Do ponto de vista "republicano", isso criou complicações adicionais para o PT no poder, quer pelas heranças que inevitavelmente traria da esquerda tradicional e do velho sindicalismo (afinal, o partido não foi constituído em Marte, mas está inserido na história, e isso não é necessariamente ruim), quer pela confusão que se instalou entre uma militância petista/cutista dentro do aparelho de Estado e a burocracia estatal. Ele levou para dentro da burocracia estatal a sua própria máquina, dentro da lógica anti-pelega de ocupar todos os espaços da administração para que "inimigos" não a usem em proveito próprio. Do lado de fora, submeteu a CUT às razões de governo, afastando-a das lutas sindicais mais combativas - e, em conseqüência, distanciou-a das bases do funcionalismo. O PT do governo acabou entendendo que a CUT era a extensão sua na sociedade e que isso legitimava a ocupação da máquina burocrática pelo partido. Deu no que deu.

Mais forte do que a CUT, no entanto, é a ideologia própria que move a burocracia estatal. Sua tendência é a de expelir corpos estranhos - até porque hoje ela é profissionalizada e a ocupação de postos até o quarto escalão, pelo PT, reduziu substancialmente as possibilidades de ascensão funcional. Além de ter feito uma lambança enorme nas suas relações com o Estado, que havia prometido desprivatizar, o PT não apenas se aproximou das práticas do antigo PTB, que se movia e se expandia usando de suas relações com o Estado, como criou uma fonte de atrito que não precisaria ter criado.
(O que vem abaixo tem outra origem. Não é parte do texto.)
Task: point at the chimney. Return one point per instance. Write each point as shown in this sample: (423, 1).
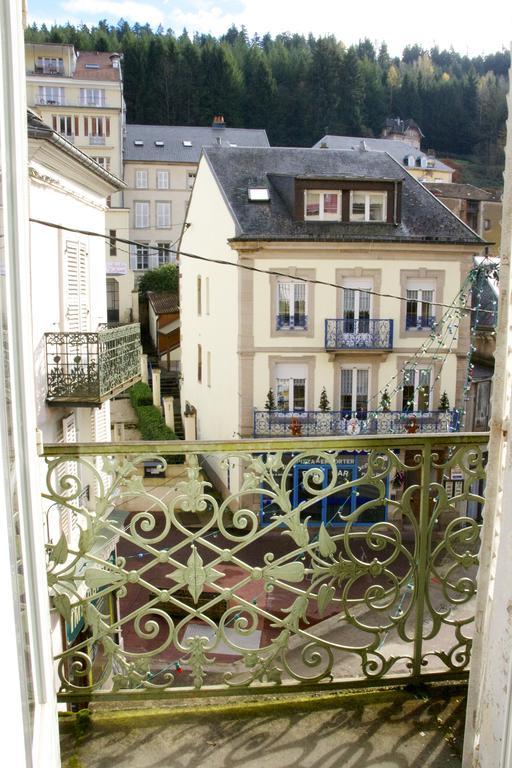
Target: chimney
(218, 122)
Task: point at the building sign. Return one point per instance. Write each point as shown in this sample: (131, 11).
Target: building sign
(116, 268)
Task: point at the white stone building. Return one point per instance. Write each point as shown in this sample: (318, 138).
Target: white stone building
(160, 165)
(354, 219)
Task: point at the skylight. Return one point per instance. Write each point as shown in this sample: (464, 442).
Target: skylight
(258, 194)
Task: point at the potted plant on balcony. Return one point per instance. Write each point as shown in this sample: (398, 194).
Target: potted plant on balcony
(444, 413)
(324, 417)
(382, 416)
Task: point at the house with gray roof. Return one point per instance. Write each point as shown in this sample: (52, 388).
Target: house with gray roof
(306, 270)
(160, 164)
(423, 165)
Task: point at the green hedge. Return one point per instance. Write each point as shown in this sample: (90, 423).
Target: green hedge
(140, 394)
(151, 423)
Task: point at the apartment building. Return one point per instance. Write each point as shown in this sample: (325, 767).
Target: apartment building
(358, 296)
(424, 166)
(80, 95)
(160, 165)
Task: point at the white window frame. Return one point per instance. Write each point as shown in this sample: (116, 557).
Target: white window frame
(417, 375)
(322, 214)
(141, 214)
(142, 256)
(368, 195)
(141, 178)
(65, 121)
(355, 380)
(51, 94)
(162, 179)
(295, 289)
(92, 97)
(425, 296)
(163, 214)
(164, 257)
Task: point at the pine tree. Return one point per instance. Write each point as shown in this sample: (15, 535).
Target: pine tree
(385, 401)
(270, 404)
(324, 402)
(444, 403)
Tanto esse é um equívoco partidário que o deputado João Paulo Cunha, na presidência da Câmara, fez a mesma política de tomar as posições estratégicas da burocracia legislativa. Funções de chefia foram dadas a petistas não necessariamente, entendidos do assunto, em setores eminentemente técnicos. Os funcionários foram mantidos sob uma vigilância que a maioria deles considerou indesculpável. Na eleição para a mesa seguinte, os funcionários aplaudiram e comemoraram a eleição de Severino Cavalcanti (PP-PE) contra o petista Luiz Eduardo Greenhalgh. Não foi simpatia por Severino, mas aversão à política de ocupação do PT.
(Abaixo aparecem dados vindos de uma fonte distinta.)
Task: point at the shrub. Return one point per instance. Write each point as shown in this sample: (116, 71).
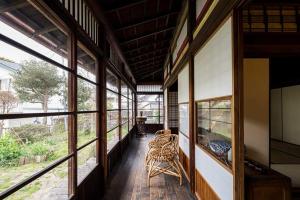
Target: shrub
(10, 151)
(40, 149)
(31, 132)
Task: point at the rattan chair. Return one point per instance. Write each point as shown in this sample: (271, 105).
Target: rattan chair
(165, 159)
(157, 142)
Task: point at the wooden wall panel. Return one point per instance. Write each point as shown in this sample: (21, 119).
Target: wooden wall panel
(203, 190)
(185, 163)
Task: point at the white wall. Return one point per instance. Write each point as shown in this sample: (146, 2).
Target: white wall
(213, 65)
(220, 180)
(291, 114)
(276, 115)
(290, 170)
(213, 78)
(256, 109)
(183, 85)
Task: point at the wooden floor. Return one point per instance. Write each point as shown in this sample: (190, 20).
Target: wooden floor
(129, 179)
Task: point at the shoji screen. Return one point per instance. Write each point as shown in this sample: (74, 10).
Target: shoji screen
(183, 99)
(213, 78)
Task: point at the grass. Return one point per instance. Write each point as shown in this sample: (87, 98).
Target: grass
(57, 143)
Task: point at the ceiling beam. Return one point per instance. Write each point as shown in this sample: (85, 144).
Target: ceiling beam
(44, 30)
(147, 35)
(148, 59)
(148, 53)
(151, 74)
(143, 21)
(125, 6)
(146, 46)
(13, 6)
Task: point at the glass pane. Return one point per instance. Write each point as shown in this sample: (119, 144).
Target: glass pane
(28, 145)
(86, 95)
(184, 118)
(124, 103)
(111, 82)
(86, 130)
(214, 128)
(124, 89)
(124, 129)
(86, 161)
(43, 37)
(52, 185)
(112, 119)
(112, 138)
(112, 100)
(31, 85)
(124, 116)
(86, 64)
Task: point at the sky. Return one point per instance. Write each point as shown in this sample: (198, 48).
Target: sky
(17, 55)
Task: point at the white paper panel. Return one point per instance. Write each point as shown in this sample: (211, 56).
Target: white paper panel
(291, 171)
(166, 109)
(213, 65)
(183, 85)
(219, 179)
(291, 114)
(276, 115)
(184, 144)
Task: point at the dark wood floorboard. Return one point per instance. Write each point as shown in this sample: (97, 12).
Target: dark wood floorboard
(129, 179)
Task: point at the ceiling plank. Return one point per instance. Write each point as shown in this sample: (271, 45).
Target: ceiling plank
(146, 46)
(145, 20)
(148, 53)
(147, 35)
(148, 59)
(13, 6)
(128, 5)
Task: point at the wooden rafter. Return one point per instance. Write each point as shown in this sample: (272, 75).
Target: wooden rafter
(147, 46)
(143, 21)
(13, 6)
(148, 59)
(125, 6)
(147, 35)
(148, 53)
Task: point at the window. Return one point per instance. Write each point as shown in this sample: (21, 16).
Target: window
(150, 106)
(214, 128)
(184, 119)
(38, 117)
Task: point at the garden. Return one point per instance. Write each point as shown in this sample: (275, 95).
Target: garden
(27, 149)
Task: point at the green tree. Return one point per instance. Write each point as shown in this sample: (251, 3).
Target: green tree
(7, 102)
(37, 82)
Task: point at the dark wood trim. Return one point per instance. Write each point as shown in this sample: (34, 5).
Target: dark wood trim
(192, 111)
(72, 120)
(238, 109)
(150, 19)
(147, 35)
(221, 11)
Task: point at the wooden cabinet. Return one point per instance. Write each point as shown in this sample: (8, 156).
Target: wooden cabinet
(262, 183)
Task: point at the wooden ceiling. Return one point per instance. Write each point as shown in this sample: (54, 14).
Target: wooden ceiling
(144, 29)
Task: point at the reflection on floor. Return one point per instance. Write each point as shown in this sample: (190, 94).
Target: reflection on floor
(129, 180)
(282, 152)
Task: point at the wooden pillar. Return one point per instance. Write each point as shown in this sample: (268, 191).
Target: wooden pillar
(238, 107)
(72, 119)
(191, 18)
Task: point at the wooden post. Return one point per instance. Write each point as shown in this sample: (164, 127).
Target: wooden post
(238, 107)
(191, 18)
(72, 119)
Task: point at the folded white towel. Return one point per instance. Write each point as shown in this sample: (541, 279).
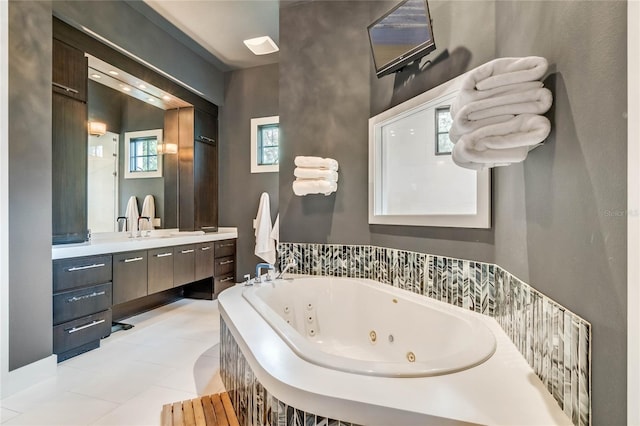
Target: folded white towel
(316, 162)
(308, 173)
(502, 143)
(265, 247)
(314, 186)
(505, 71)
(132, 214)
(466, 96)
(148, 210)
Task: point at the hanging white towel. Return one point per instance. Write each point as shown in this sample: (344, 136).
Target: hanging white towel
(505, 71)
(313, 186)
(265, 247)
(132, 214)
(316, 163)
(275, 231)
(148, 210)
(308, 173)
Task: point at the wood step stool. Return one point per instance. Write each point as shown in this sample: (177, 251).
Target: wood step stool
(208, 410)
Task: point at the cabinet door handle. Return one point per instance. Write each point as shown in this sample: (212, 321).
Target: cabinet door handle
(82, 327)
(65, 88)
(82, 268)
(86, 296)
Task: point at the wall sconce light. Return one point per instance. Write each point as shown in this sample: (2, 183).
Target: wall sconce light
(97, 129)
(168, 148)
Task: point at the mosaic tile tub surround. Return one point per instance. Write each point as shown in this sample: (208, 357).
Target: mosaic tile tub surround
(554, 341)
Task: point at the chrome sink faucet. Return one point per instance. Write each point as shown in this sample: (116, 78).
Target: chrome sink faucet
(260, 267)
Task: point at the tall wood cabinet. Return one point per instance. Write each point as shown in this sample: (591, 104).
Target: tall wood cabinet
(69, 144)
(196, 133)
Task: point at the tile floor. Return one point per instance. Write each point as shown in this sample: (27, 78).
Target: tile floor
(171, 354)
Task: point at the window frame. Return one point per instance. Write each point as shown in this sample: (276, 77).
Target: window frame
(256, 123)
(128, 136)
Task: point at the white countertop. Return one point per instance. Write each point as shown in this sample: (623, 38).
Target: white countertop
(503, 390)
(117, 242)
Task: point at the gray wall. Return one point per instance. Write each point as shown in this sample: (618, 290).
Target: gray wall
(30, 291)
(558, 218)
(249, 93)
(123, 25)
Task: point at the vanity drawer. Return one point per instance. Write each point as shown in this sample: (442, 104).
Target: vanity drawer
(225, 248)
(222, 283)
(224, 266)
(81, 271)
(78, 303)
(82, 331)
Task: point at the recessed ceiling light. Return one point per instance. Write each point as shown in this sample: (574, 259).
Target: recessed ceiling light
(261, 45)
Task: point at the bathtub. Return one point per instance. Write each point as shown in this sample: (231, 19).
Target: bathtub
(370, 354)
(359, 326)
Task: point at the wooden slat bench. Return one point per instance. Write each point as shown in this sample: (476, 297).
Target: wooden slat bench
(208, 410)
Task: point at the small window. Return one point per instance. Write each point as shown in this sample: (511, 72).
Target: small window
(141, 154)
(265, 144)
(444, 146)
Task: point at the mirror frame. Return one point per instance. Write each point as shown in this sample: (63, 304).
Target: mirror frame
(482, 218)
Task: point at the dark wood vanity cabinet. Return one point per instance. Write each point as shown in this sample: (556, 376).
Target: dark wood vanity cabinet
(204, 260)
(82, 297)
(196, 132)
(69, 144)
(160, 271)
(184, 264)
(224, 269)
(130, 271)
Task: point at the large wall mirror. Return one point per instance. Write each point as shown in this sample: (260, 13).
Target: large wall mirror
(128, 98)
(412, 178)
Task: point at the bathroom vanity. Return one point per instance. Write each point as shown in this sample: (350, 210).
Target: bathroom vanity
(113, 277)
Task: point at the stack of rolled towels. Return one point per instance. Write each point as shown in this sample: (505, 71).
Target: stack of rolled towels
(315, 175)
(497, 114)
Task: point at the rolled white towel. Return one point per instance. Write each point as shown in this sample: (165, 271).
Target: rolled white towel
(502, 143)
(308, 173)
(316, 162)
(313, 186)
(460, 128)
(148, 210)
(505, 71)
(466, 96)
(132, 214)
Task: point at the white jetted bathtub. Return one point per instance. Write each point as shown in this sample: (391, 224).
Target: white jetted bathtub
(371, 354)
(364, 327)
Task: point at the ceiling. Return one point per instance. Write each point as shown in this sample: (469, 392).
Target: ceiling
(218, 27)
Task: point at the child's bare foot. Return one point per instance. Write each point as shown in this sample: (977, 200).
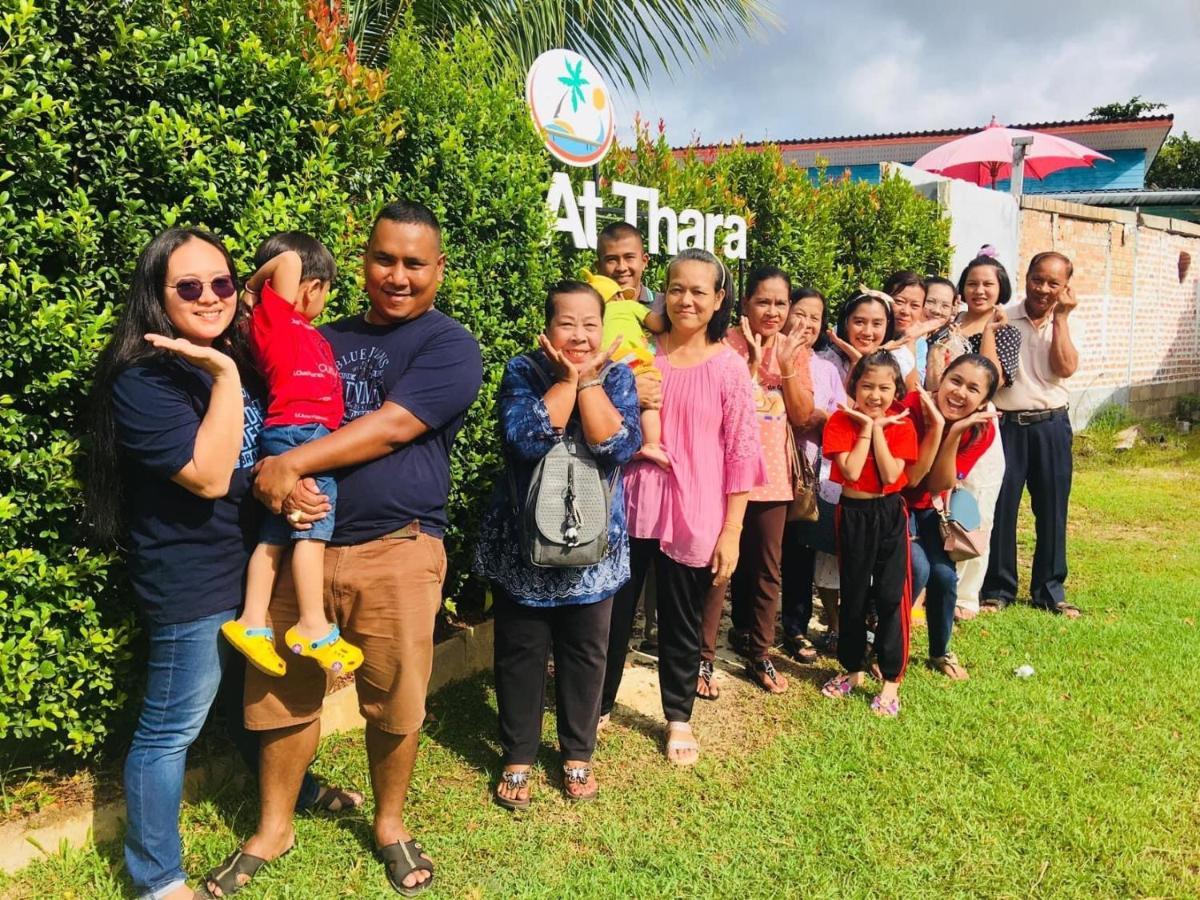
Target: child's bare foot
(655, 454)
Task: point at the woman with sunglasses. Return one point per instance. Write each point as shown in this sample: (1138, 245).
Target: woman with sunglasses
(174, 443)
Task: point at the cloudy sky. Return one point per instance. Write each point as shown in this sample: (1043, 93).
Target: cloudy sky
(863, 66)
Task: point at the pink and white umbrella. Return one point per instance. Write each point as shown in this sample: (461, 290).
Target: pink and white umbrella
(987, 156)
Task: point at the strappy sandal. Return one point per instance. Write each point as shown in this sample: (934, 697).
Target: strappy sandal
(514, 780)
(685, 743)
(838, 688)
(886, 708)
(227, 876)
(579, 775)
(400, 861)
(949, 666)
(706, 677)
(763, 675)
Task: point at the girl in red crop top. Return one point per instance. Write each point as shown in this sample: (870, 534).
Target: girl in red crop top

A estratégia de manter-se no poder ocupando a máquina não teve, na política, a mesma eficiência obtida no mundo sindical. O PT superestimou o poder de barganha que a máquina lhe traria no Legislativo e acabou criando áreas de atrito incontornáveis. Existem redutos burocráticos que são também redutos de um pensamento conservador, que nem todo aparelhismo do mundo muda - até porque funcionários públicos têm estabilidade. O PT não entra, por exemplo, nem na burocracia militar, nem na de informações e muito menos na burocracia policial. Não há hipótese. Nesse caso, o aparelhismo só reforça o conservadorismo. E o poder de cooptação dos outros ministérios é muito menor do que o PT supôs. E, fundamentalmente, em algum momento o partido achou que a briga por posições no aparelho burocrático suprimia a luta ideológica. Errou feio. E, além de ter consagrado como prática o aparelhismo da antiga esquerda, conseguiu chegar bem perto das relações do trabalhismo com o governo na Era Vargas.